Why the Dollar Is Still King

The dollar, left for dead only a short while ago, is on a roll, and it looks unstoppable for the foreseeable future.

March-April 2015

IT’S BACK. The prime sign of American supremacy has rebounded over the past year, much to the consternation of its detractors. The dollar, left for dead only a short while ago, is on a roll, and it looks unstoppable for the foreseeable future.

The greenback’s long rise to premier status says much about the nature of a global reserve currency and its own remarkable staying power in that role. U.S. currency first began to acquire this position in the 1920s, largely because the First World War had crippled Europe economically and brought the United Kingdom, whose pound sterling had held the role for much of the previous century, to the brink of bankruptcy. But even then, the greenback did not dominate. For decades, it shared with the pound its status as a preferred medium of international exchange, sometimes gaining prominence, sometimes losing it as the policies and economic prospects of the two countries varied. Only after the Second World War did the dollar accumulate all the qualities needed for an unchallenged position, something the 1944 Bretton Woods conference acknowledged when it designated it as the global reserve.

Much of what supported this preference for the dollar was far from new and was based in long-established habit and practice. The tremendous growth of the U.S. economy since the late nineteenth century and its expanding trade links had accustomed people across the globe to dealing in dollars. Businesses, individuals and governments had established institutions and practices around that custom. The greenback had for decades been commonly available as an exchange medium in just about every major city and port from Asia to Europe to Latin America. People had long written import and export contracts in dollars, as well as the loans made to facilitate those deals. The prominence of the currency had for years led businesses, financial institutions and central banks to hold significant dollar deposits and investments as a matter of course.

In addition, the dollar’s rise in the late 1940s reflected the unparalleled security it offered. The United States and its currency had become the safe haven par excellence. It possessed a large, strong economy, along with unrivaled production prowess. The United States also offered political stability, especially rare at that time. It promised prudent fiscal and monetary policies and little danger of disruptions from radical swings to either the left or the right. American diplomacy and military power gave confidence to others that the country could and would protect its interests (including the dollar) anywhere. America’s reputation as a nation of laws further promised that it would meet its obligations and that any wealth anyone placed in dollars, wherever its owner lived, was secure from arbitrary taxation or expropriation. The Bretton Woods agreement added to the dollar’s appeal by linking it to gold, the traditional reserve going back to classical times. That, combined with the promise of prudent policy, assured people that the currency would hold its purchasing power, or, as economists like to say, made it a secure store of value.

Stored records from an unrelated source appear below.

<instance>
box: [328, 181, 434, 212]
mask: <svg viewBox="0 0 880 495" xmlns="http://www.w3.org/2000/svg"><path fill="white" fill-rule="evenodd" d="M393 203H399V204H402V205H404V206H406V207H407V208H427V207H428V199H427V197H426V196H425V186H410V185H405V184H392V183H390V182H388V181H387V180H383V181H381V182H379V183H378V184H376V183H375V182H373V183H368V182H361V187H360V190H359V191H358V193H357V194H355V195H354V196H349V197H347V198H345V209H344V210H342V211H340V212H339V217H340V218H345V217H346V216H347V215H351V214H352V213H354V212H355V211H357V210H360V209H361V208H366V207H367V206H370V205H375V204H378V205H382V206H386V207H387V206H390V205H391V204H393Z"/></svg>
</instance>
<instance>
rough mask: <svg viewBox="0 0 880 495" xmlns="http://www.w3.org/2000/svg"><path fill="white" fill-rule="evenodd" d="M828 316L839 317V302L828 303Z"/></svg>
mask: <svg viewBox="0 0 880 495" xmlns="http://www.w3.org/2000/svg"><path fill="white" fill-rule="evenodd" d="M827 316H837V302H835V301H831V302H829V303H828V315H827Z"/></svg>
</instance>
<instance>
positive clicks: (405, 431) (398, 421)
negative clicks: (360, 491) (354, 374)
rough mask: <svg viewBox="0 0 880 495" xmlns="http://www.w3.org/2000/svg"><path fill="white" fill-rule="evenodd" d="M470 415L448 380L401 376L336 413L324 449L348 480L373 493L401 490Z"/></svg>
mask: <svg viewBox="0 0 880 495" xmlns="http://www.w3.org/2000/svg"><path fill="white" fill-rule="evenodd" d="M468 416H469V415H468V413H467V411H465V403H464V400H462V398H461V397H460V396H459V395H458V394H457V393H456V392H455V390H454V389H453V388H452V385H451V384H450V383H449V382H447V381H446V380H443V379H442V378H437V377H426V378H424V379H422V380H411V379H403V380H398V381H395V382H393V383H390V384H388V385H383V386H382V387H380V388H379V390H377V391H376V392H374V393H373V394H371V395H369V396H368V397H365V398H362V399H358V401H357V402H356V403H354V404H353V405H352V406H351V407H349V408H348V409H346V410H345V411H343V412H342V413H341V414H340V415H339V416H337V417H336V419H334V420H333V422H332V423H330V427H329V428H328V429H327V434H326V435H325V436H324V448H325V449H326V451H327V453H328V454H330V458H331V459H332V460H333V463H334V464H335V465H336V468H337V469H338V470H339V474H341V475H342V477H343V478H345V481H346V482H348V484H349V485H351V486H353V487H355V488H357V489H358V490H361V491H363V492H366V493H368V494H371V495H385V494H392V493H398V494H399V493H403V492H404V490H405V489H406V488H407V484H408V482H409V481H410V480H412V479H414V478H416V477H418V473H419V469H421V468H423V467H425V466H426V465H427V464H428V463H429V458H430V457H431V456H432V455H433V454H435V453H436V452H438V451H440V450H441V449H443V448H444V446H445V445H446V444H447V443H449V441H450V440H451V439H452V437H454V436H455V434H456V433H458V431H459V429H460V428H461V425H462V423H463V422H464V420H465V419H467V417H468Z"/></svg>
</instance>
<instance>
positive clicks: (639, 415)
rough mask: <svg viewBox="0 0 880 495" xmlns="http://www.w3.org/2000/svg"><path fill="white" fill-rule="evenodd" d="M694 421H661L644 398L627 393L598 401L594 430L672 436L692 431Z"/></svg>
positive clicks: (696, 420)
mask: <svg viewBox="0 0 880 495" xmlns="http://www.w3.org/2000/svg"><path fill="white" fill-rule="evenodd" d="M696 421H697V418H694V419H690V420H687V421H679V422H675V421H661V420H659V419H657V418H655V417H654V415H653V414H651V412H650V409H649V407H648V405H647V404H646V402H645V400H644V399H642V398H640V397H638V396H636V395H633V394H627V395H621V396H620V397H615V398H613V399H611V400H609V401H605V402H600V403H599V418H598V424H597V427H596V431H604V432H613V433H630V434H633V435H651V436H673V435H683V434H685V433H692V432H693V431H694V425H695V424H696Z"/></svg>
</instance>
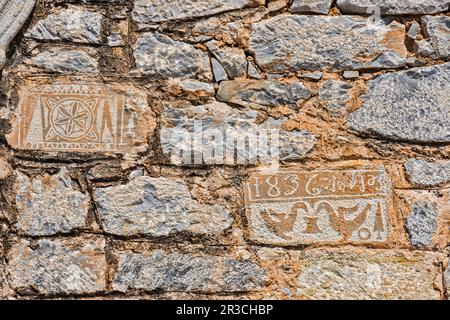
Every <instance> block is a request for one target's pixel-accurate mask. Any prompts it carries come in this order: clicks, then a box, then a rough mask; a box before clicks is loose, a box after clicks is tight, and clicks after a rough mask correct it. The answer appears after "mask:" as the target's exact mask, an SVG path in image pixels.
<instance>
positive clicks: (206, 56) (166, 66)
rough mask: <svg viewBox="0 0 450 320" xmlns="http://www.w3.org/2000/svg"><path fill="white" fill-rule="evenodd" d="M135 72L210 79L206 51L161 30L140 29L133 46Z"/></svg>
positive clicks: (154, 75)
mask: <svg viewBox="0 0 450 320" xmlns="http://www.w3.org/2000/svg"><path fill="white" fill-rule="evenodd" d="M133 49H134V59H135V61H136V69H137V71H138V72H140V73H142V74H144V75H147V76H154V77H158V78H172V77H179V78H195V77H200V78H204V79H211V77H212V75H211V65H210V59H209V57H208V53H207V52H204V51H202V50H200V49H196V48H195V47H194V46H193V45H190V44H187V43H184V42H180V41H175V40H172V39H171V38H169V37H168V36H166V35H162V34H160V33H157V32H156V33H142V34H139V35H138V37H137V41H136V43H135V44H134V46H133Z"/></svg>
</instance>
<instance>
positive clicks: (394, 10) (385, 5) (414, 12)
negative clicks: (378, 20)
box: [337, 0, 450, 15]
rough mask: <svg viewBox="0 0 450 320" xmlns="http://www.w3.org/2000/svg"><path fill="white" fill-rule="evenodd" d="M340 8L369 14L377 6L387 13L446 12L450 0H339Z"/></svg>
mask: <svg viewBox="0 0 450 320" xmlns="http://www.w3.org/2000/svg"><path fill="white" fill-rule="evenodd" d="M337 6H338V8H339V9H340V10H341V11H343V12H345V13H354V14H367V13H371V12H368V10H369V9H370V8H374V7H377V8H379V9H380V11H381V14H385V15H402V14H404V15H413V14H432V13H438V12H444V11H447V10H448V9H449V6H450V1H449V0H426V1H424V0H403V1H396V0H337Z"/></svg>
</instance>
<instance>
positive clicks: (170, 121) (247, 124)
mask: <svg viewBox="0 0 450 320" xmlns="http://www.w3.org/2000/svg"><path fill="white" fill-rule="evenodd" d="M285 121H286V119H282V118H281V119H278V120H275V119H272V118H267V119H266V121H265V122H263V123H260V122H258V112H256V111H253V110H247V111H242V112H240V111H238V110H236V109H234V108H231V107H229V106H228V105H226V104H224V103H219V102H214V103H211V104H208V105H203V106H194V107H191V108H173V107H170V106H168V107H167V108H166V109H165V110H164V112H163V113H162V119H161V124H162V128H161V134H160V137H161V146H162V150H163V153H164V154H165V155H166V156H168V157H170V159H171V162H172V163H173V164H189V165H192V164H195V165H201V164H224V163H227V164H230V165H236V164H256V163H258V161H265V160H268V161H269V162H270V161H272V160H273V159H274V157H273V156H274V155H275V154H272V153H271V147H270V142H271V141H272V138H271V137H272V132H271V130H278V131H279V143H278V144H276V145H274V146H273V147H278V155H276V156H277V157H279V158H280V160H286V161H287V160H299V159H302V158H304V157H305V156H306V155H307V153H308V152H309V151H311V150H312V148H313V147H314V145H315V144H316V142H317V138H316V137H315V136H314V135H313V134H311V133H310V132H308V131H291V132H288V131H285V130H283V129H282V125H283V123H284V122H285ZM265 139H266V140H265ZM258 141H259V142H258ZM258 143H259V144H261V145H264V146H266V148H263V147H261V148H258V147H256V146H258V145H259V144H258ZM255 149H256V150H255ZM214 151H215V152H214ZM277 160H278V159H277Z"/></svg>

One other crucial quality rounded out the greenback’s unbeatable résumé. The United States offered the world broad and deep capital markets. This gave the currency an essential edge by presenting its varied holders with an array of financial instruments in which to place their holdings, some offering security, some liquidity and still others higher potential returns, perhaps at the expense of security or a measure of liquidity. Through their immense size and ceaseless activity, these markets further promised anyone worldwide that they could convert their dollar investments quickly into spendable cash and then, just as quickly, convert that dollar cash into other currencies or gold. Because these markets also traded actively in futures and options, they offered dollar holders a welcome way to hedge against the risk of any fluctuations between the greenback’s value and commodities, such as gold or copper or foodstuffs, or, critically, between the dollar and their home currency or any currency in which they faced liabilities.

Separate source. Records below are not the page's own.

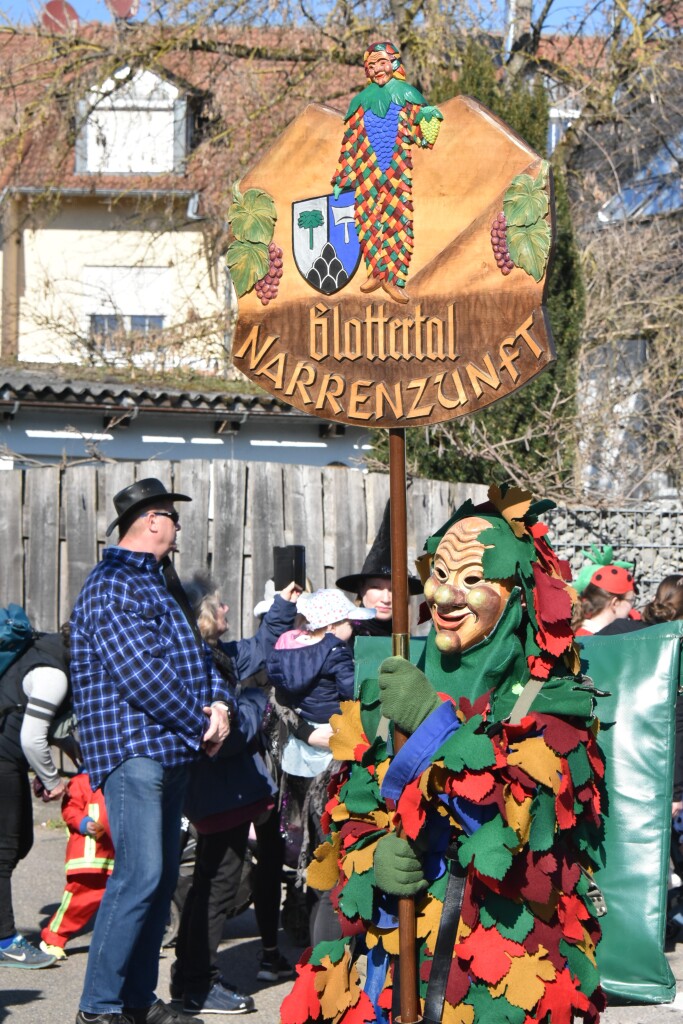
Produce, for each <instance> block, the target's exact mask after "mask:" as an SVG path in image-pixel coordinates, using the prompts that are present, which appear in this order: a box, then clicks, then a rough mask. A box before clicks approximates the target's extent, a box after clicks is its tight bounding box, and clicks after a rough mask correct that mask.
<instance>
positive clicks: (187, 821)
mask: <svg viewBox="0 0 683 1024" xmlns="http://www.w3.org/2000/svg"><path fill="white" fill-rule="evenodd" d="M196 851H197V829H196V828H195V826H194V825H193V824H191V822H190V821H189V819H188V818H184V817H183V818H182V820H181V822H180V873H179V874H178V882H177V885H176V887H175V892H174V893H173V898H172V900H171V909H170V911H169V919H168V924H167V925H166V931H165V932H164V939H163V941H162V946H163V948H164V949H167V948H169V947H170V946H173V945H175V940H176V938H177V937H178V929H179V927H180V915H181V914H182V908H183V906H184V903H185V899H186V898H187V893H188V892H189V887H190V886H191V884H193V872H194V870H195V854H196ZM255 863H256V858H255V856H254V851H253V849H252V848H251V844H250V846H249V848H248V849H247V854H246V856H245V862H244V864H243V867H242V878H241V879H240V888H239V889H238V892H237V895H236V897H234V901H233V903H232V906H231V907H229V909H228V911H227V914H226V916H227V918H237V916H238V914H240V913H242V912H243V911H244V910H246V909H247V907H248V906H249V905H250V904H251V902H252V899H253V892H254V865H255Z"/></svg>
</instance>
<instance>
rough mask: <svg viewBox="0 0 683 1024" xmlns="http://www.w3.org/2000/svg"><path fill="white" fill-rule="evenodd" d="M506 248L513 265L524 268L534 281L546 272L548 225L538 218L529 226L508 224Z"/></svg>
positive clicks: (539, 278)
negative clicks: (539, 219)
mask: <svg viewBox="0 0 683 1024" xmlns="http://www.w3.org/2000/svg"><path fill="white" fill-rule="evenodd" d="M507 240H508V250H509V252H510V256H511V257H512V261H513V263H514V264H515V266H519V267H521V268H522V270H526V272H527V273H528V274H530V276H531V278H533V280H535V281H536V282H539V281H541V280H542V279H543V275H544V273H545V272H546V266H547V263H548V256H549V253H550V240H551V233H550V225H549V224H548V223H547V222H546V221H545V220H540V221H539V222H538V223H536V224H531V226H530V227H518V226H516V225H508V230H507Z"/></svg>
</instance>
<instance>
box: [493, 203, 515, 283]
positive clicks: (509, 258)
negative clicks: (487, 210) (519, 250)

During the twenty-five years following the Second World War, these impeccable credentials left the dollar unchallenged. Its only shortcoming emerged, ironically, from the American economy’s overwhelming relative strength, which created a net trade surplus with the rest of the world. Ideally, the country issuing the reserve currency should run a deficit. Buying more from the rest of the world than selling to it would create a natural flow of reserves onto global markets that could meet the growing liquidity needs of expanding world trade. This dollar shortage, however, began to disappear in the late 1960s, as improving competitive abilities abroad put American foreign trade into deficit. But while that development solved an international financial problem, it laid the seeds of the system’s demise by creating a domestic one. U.S.-based producers, unaccustomed to competition, chafed as foreign firms, especially Japanese and German, pushed them out of markets, both foreign and domestic, that they had once dominated. Then President Richard Nixon felt the political pressure and sought to relieve it by altering the fixed foreign-exchange rates set by the Bretton Woods agreement. When Germany and Japan resisted, Nixon acted unilaterally and, on August 15, 1971, severed the link between the dollar and gold.